The new $99 million student center, which resides in the south side of campus within the new Hilltop Village, will have 162,000 square feet that includes eight micro-restaurants, an art gallery showcasing students’ work, a dozen meeting rooms, a Starbucks and an on-campus bar.

The student center is anticipated to be completed by January 2023 and a $40 million renovation of Dunbar Hall should be completed by January 2024. Both projects started in 2019.

This week, the Dunbar renovation work included installing the steel frame for the structure for a new top-floor dance studio. Also, framing for a new addition on the south side of the building is set to begin. Dunbar Hall, which was built in 1971, is approximately 78,000 square feet and will move up to 89,000 with the renovation.

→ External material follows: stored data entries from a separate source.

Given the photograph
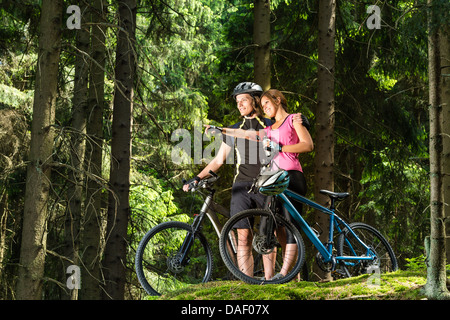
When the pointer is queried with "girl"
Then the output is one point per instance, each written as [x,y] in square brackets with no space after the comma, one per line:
[290,139]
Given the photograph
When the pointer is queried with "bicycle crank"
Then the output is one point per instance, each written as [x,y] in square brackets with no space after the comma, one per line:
[325,266]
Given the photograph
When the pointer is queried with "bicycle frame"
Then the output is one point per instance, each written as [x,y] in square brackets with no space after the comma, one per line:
[208,209]
[335,223]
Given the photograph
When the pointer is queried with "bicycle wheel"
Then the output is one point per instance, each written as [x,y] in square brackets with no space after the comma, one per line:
[347,245]
[158,258]
[259,233]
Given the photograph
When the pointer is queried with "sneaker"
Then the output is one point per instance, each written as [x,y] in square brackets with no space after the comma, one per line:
[278,276]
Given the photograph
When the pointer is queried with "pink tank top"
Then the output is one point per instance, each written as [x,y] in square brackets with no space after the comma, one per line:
[285,135]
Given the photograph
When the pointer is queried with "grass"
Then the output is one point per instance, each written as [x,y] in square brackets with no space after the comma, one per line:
[399,285]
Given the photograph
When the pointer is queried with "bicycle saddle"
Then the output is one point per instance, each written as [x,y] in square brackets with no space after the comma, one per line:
[335,195]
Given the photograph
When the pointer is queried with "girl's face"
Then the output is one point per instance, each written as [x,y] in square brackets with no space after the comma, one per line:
[244,103]
[269,108]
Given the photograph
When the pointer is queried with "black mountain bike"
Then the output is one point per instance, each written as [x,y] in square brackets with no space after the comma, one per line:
[175,254]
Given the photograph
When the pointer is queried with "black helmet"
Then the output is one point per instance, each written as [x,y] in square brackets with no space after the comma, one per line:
[247,87]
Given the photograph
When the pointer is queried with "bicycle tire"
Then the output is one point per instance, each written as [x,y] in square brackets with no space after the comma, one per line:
[254,277]
[157,264]
[347,246]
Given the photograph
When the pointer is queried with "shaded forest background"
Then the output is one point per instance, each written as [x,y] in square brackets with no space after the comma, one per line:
[188,56]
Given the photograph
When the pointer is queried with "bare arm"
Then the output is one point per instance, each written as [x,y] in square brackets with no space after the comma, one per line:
[305,144]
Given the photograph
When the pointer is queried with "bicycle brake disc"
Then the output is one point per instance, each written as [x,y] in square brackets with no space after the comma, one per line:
[262,245]
[174,263]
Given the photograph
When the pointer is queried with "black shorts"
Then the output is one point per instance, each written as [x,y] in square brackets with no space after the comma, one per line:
[242,200]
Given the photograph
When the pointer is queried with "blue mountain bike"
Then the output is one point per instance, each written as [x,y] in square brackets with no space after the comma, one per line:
[351,249]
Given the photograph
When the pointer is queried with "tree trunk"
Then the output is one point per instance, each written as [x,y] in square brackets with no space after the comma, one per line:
[118,203]
[435,287]
[324,158]
[261,38]
[444,39]
[34,233]
[93,226]
[78,146]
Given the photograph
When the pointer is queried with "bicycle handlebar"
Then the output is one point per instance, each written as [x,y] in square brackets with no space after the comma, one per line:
[204,183]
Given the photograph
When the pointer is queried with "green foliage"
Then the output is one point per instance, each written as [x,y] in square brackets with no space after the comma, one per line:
[416,264]
[393,286]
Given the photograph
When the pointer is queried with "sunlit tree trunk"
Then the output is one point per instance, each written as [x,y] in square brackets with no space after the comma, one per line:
[34,230]
[324,157]
[92,232]
[261,38]
[78,144]
[435,287]
[118,203]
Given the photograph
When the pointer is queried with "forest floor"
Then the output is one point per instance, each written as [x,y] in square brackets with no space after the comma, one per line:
[399,285]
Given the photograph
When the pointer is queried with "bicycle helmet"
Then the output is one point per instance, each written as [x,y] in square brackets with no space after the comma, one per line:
[251,88]
[272,182]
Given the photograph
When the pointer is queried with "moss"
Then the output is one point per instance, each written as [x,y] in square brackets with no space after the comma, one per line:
[400,285]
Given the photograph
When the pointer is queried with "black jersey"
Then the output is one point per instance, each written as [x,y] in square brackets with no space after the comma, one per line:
[247,152]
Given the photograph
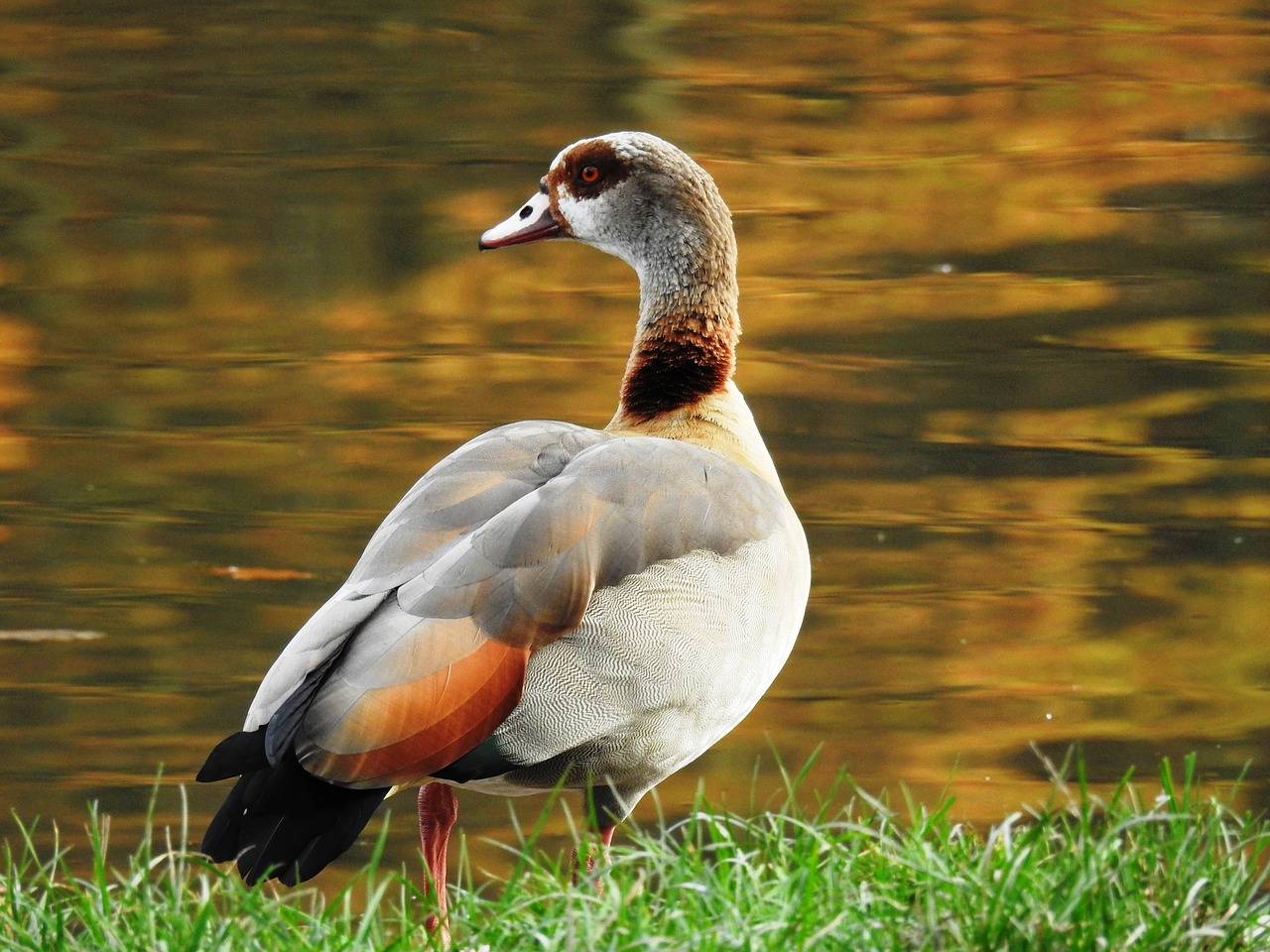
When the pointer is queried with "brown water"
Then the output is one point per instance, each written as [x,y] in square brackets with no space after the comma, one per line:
[1006,290]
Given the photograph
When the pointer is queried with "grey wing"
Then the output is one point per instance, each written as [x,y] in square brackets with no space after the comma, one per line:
[416,692]
[467,488]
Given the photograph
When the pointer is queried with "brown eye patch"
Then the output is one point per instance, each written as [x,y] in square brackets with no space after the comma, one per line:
[590,168]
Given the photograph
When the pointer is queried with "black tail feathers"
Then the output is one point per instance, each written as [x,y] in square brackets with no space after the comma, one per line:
[280,821]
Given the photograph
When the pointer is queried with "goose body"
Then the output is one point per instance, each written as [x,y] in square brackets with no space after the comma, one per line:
[550,604]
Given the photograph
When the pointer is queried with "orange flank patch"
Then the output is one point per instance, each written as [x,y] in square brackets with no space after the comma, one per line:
[444,716]
[240,572]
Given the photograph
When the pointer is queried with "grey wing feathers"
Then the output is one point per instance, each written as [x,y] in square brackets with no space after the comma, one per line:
[515,532]
[465,489]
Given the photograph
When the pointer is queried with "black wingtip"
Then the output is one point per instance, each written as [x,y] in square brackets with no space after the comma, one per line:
[286,824]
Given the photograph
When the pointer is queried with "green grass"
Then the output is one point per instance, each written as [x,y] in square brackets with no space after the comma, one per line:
[1176,871]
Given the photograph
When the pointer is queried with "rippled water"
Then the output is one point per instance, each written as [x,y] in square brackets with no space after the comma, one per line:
[1007,320]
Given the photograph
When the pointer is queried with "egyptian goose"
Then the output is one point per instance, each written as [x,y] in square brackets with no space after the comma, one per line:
[550,604]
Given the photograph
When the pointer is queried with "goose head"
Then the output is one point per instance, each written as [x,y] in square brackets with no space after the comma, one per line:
[640,198]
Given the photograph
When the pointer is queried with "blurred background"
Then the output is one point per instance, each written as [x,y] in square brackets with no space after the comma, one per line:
[1006,291]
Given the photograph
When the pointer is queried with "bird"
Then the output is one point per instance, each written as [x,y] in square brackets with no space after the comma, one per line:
[550,606]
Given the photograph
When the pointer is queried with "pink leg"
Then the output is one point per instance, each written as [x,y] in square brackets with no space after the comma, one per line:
[606,841]
[439,809]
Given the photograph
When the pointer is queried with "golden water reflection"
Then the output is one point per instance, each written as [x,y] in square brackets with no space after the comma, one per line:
[1005,290]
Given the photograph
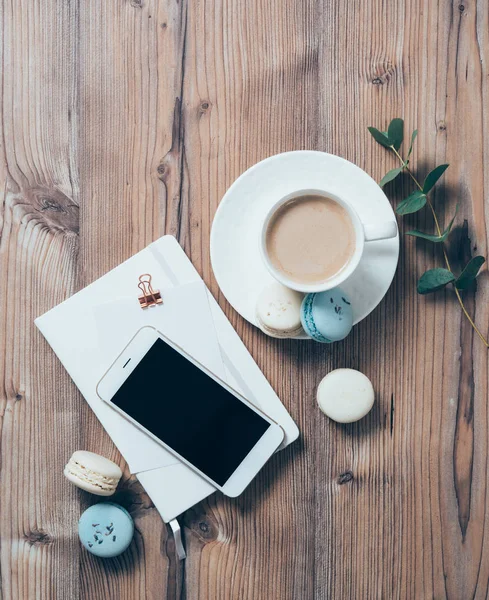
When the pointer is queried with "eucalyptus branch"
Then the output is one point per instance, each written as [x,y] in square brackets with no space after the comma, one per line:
[434,279]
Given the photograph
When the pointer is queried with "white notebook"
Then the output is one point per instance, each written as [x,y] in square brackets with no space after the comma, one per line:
[89,330]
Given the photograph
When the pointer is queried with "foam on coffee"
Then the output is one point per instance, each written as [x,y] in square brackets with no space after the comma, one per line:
[310,239]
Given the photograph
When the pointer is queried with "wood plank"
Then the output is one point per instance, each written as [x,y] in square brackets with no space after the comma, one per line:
[38,248]
[129,77]
[125,120]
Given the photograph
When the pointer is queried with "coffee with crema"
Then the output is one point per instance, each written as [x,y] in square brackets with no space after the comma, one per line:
[310,239]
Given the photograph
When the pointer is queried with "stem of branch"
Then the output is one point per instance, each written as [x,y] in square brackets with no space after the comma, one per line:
[445,255]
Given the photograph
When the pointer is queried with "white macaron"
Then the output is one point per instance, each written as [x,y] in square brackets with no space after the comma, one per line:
[278,311]
[93,473]
[345,395]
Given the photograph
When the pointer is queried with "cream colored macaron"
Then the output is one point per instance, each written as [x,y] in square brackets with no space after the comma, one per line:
[278,311]
[345,395]
[93,473]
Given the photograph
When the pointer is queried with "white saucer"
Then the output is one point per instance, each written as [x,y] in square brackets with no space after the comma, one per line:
[235,235]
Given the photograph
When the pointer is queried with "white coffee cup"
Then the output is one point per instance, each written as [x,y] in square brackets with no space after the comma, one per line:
[364,233]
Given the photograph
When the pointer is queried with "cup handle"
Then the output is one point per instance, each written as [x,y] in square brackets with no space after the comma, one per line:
[380,231]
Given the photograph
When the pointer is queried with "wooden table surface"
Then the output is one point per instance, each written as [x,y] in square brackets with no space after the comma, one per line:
[123,120]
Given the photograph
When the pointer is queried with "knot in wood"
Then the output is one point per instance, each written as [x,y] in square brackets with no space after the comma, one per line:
[53,208]
[345,477]
[38,538]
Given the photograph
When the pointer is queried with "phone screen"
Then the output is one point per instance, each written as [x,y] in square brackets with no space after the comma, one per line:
[190,412]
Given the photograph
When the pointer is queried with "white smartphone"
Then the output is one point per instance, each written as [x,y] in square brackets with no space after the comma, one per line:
[190,411]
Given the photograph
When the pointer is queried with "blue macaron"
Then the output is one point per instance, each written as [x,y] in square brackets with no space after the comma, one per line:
[106,529]
[327,316]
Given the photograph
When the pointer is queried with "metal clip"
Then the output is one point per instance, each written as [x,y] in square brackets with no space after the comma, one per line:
[149,297]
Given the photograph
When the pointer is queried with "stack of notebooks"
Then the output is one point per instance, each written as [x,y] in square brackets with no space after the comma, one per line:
[89,330]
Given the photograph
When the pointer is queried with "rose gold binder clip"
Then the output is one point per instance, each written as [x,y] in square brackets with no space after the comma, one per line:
[149,297]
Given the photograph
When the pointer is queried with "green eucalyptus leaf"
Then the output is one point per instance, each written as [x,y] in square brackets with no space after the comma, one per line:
[391,175]
[380,137]
[395,132]
[413,137]
[470,272]
[412,203]
[434,280]
[437,239]
[432,178]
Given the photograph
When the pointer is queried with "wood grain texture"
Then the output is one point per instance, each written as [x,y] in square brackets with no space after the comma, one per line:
[125,119]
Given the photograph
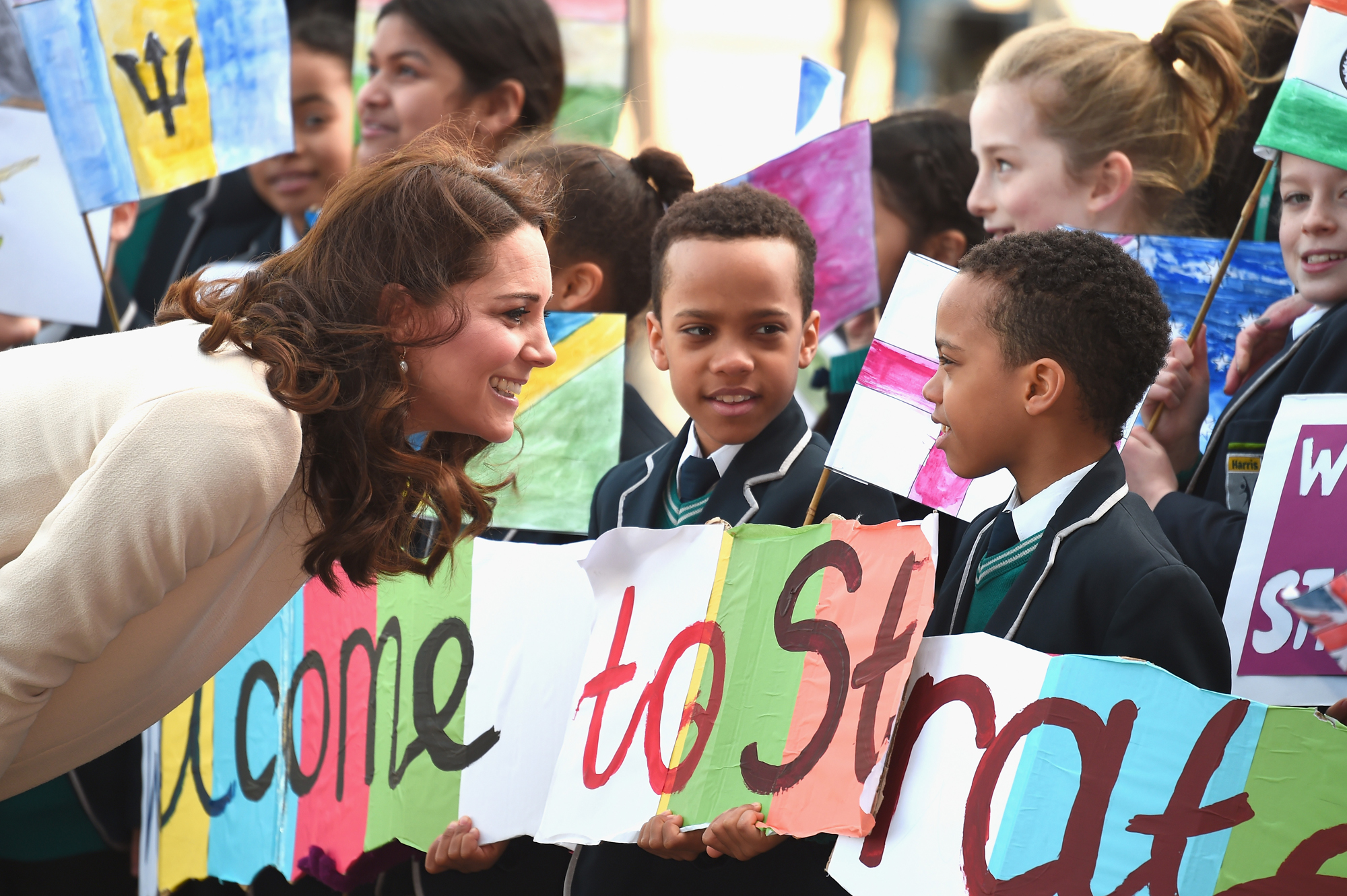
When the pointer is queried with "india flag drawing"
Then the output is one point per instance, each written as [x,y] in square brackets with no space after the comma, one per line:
[1310,116]
[147,96]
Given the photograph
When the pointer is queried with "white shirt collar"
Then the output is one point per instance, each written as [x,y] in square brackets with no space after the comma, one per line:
[721,456]
[1305,322]
[288,234]
[1034,516]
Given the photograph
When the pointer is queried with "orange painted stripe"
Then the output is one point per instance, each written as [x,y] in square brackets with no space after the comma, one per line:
[883,551]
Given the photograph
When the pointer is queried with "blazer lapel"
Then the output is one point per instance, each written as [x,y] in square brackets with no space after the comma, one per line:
[645,504]
[766,455]
[1084,501]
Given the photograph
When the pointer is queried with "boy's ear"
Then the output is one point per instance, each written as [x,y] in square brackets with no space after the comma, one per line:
[1112,180]
[655,333]
[810,339]
[577,287]
[1045,381]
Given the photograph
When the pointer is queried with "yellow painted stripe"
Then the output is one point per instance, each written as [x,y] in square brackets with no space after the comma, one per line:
[185,840]
[713,609]
[162,162]
[574,355]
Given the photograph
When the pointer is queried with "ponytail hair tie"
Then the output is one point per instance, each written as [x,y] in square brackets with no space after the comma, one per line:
[1164,47]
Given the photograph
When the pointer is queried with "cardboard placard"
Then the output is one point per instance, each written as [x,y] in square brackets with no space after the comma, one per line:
[1015,771]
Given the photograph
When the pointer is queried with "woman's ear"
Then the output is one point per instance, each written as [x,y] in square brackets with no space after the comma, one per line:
[498,109]
[946,246]
[1112,180]
[577,288]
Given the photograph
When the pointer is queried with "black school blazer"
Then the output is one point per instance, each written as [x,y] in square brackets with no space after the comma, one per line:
[1205,533]
[1104,580]
[771,481]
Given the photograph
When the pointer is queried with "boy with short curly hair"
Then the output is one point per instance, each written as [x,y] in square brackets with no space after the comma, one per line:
[1046,343]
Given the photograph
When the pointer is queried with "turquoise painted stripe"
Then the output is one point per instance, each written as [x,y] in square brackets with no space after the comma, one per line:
[246,46]
[1171,716]
[67,55]
[259,829]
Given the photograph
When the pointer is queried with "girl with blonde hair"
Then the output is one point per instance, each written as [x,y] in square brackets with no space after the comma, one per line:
[1104,129]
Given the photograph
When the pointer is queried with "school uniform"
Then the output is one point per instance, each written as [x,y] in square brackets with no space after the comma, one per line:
[770,479]
[1206,521]
[1085,571]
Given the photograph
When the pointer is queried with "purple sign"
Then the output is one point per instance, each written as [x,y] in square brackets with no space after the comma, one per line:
[1306,549]
[829,180]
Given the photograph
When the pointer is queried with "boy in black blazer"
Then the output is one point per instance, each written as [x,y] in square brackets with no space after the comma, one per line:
[733,323]
[1046,341]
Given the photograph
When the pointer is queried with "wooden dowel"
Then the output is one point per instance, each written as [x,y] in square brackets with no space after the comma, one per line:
[103,276]
[1251,205]
[818,494]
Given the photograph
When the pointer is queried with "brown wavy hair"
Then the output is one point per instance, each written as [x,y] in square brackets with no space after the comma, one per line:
[424,218]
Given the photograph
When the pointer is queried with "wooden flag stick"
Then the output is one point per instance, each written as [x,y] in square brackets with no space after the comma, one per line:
[1251,205]
[103,276]
[818,494]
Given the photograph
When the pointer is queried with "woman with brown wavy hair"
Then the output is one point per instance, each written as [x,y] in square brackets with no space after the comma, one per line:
[168,490]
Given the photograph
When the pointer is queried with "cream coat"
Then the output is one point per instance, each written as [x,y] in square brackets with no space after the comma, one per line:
[150,526]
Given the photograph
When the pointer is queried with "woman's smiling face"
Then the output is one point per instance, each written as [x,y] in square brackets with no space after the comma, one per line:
[471,382]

The current student center, Bernhard Center, is used for a variety of different things but since WMU officials were anticipating the opening of the new student center, many offices, shops and eateries in the current center are shut down or temporarily moved. Students of WMU use the Bernhard Center for studying, eating and as a place for meeting but since they were planning on moving, they don’t have access to certain offices and restaurants that once resided in the lower level of the “Bronco Mall” in the Bernhard Center.

To see updates of the student center construction, go to the WMU construction webcam: To see webcam updates of the Dunbar Hall renovation:

Trucks, generators, and bobcats fill the parking lot as construction continues on the new student center. Hannah Babinski, in her seventh year at WMU, says she is “upset because this was supposed to have happened already and it keeps getting pushed back. So, anticipation.” The opening has been postponed until spring 2023.

Worker at University Bookstore

Inside the current student center is the University Bookstore where students purchase books, supplies, technology and apparel. Student and employee Hannah Babinski, 24, says the store will move as soon as possible, but “we won’t move if it’s in-between semesters.” She says she is already guaranteed a job at the new bookstore. She will help move the inventory when the new building opens.

close-up of typing

The current student center acts as an easy  place for meeting, studying, or grabbing something to eat. The new student center features eight different restaurants, a Starbucks and various meetings rooms that double as a social meeting place for students.

closed down biggby coffee

Located in the lower level of the current student center is a permanently-closed Biggby Coffee.

students eating

Students use the current student center as a hangout spot and somewhere to eat. First-year student Jack Lumsden says, “This is my second time coming but I think I’m going to come as much as possible because it’s very short distance and the pizzas better.”

The $99 million new student center is slated to be done by January of 2023 after being pushed back from its original completion date of fall 2022l. This has left many WMU students and staff frustrated. “It is disappointing it isn’t open yet,” says Alexandra Kasprzy.


The construction of Dunbar Hall, which is located right next to Brown Hall off Van De Giessen Road, is estimated to be completed a year after the student center, in January 2024. The project will cost a total of $42.7 million and is aimed to house a new media center, high-tech classrooms and meeting spaces.


Director of Marketing Outreach for the Western Student Association Alexandra Kasprzyk is not all that surprised by the delays in the student center. “I anticipated it wouldn’t be open when they said it would be open,” Kasprzyk says. Meeting rooms in the new center are allocated for the WSA, Kasprzyk says.


The new building will get an additional 11,000 square feet of glass compared to the former Dunbar Hall. The glass will branch out from the metal supports seen in this picture.


Junior WMU student Stiven Reci is a civil engineer student who thinks the new student center looks beautiful and can’t wait for it to open. “As a civil engineer student and working in the industry of construction I understand there are supply chain issues. Nevertheless, I have to say that I am frustrated.”


Members of the crew discussing sizing ideas for the roof. They are working in an area at the back of the new student center.



Fencing placed specifically for the construction blocks off a lot of area on the WMU campus. Students find it hard to maneuver through the campus and around the construction staging.